Hence, why this piece does not really touch on that here, but leaves it up to the family, and hopefully, more importantly, is a decision made by the hypothetical daughter in question. I cannot project what feelings she might or might not have. However, if asked. I will say that I find an abortion to be a MUCH more humane way to deal with an unplanned pregnancy for I do not believe myself that an undeveloped zygot is a person and I opt to perverse the mother. So while we are in agreement that support for th mother and family preservation is the BEST option, we’ll just have to agree to disagree on the next best option. It has been said: Adoption Aborts the mother and I find this to be 100% true. Hence, I opt for the already living breathing feeling human to decide for her life as required.

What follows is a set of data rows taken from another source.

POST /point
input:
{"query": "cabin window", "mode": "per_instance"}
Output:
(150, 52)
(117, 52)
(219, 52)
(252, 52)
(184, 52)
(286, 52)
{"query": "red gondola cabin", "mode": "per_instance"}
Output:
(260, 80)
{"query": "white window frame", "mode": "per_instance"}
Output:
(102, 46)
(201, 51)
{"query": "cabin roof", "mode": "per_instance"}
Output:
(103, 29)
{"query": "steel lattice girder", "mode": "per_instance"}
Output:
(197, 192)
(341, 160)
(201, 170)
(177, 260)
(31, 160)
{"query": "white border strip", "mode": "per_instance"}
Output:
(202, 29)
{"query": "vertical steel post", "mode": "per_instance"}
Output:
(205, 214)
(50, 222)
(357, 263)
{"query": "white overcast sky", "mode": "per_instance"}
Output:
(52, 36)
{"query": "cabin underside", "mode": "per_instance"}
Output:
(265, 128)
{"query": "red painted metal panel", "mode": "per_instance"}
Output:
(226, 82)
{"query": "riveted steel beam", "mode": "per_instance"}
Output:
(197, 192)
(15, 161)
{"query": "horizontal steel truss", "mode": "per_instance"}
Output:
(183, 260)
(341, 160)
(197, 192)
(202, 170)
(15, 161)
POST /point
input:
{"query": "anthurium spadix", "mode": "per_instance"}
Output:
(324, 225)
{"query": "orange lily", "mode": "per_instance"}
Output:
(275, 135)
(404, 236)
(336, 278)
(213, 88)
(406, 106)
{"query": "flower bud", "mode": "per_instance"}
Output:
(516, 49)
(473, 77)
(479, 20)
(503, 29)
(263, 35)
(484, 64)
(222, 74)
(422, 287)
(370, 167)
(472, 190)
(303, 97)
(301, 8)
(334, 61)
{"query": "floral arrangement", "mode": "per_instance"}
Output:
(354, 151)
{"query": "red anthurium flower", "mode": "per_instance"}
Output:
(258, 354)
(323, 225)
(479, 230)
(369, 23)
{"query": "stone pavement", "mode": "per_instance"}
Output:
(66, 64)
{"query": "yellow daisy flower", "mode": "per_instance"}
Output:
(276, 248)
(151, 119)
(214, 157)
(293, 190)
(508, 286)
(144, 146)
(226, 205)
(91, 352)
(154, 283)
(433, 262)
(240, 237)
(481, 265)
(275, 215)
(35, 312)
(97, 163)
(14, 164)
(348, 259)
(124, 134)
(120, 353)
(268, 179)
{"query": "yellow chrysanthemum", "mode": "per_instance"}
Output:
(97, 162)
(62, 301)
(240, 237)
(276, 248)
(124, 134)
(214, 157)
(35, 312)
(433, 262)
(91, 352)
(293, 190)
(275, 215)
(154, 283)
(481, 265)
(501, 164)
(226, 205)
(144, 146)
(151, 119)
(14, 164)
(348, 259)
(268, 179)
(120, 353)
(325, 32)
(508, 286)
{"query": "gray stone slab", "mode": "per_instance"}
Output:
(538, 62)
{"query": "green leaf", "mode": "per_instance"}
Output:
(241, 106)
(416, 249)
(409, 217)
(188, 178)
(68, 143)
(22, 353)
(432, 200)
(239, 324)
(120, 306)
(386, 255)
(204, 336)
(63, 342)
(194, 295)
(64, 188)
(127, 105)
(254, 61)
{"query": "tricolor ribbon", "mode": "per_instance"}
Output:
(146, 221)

Having done both, adoption was infinitely more painful than abortion. The abortion doesn’t bother me, but the forced adoption of my child has been the “gift” that keeps on giving – pain, grief, and suffering! Anyone who thinks different, doesn’t have a clue what they’re talking about!
I don’t have daughters, I have sons. However, if one of them were to become a father “early” I would do everything in my power to keep the baby to be given up for adoption, even if that meant my wife and I raising the child ourselves. I’m adopted, and while I had the adoption industry’s billboard “perfect childhood” I recently, at 42, found my birthmother and her family. In doing so I discovered I had four younger siblings and also discovered a lot of feelings I didn’t know I had. Despite the happy life I lead as an adoptee I will never subject someone else to becoming an adoptee or losing a child to adoption if it is within my power to prevent it.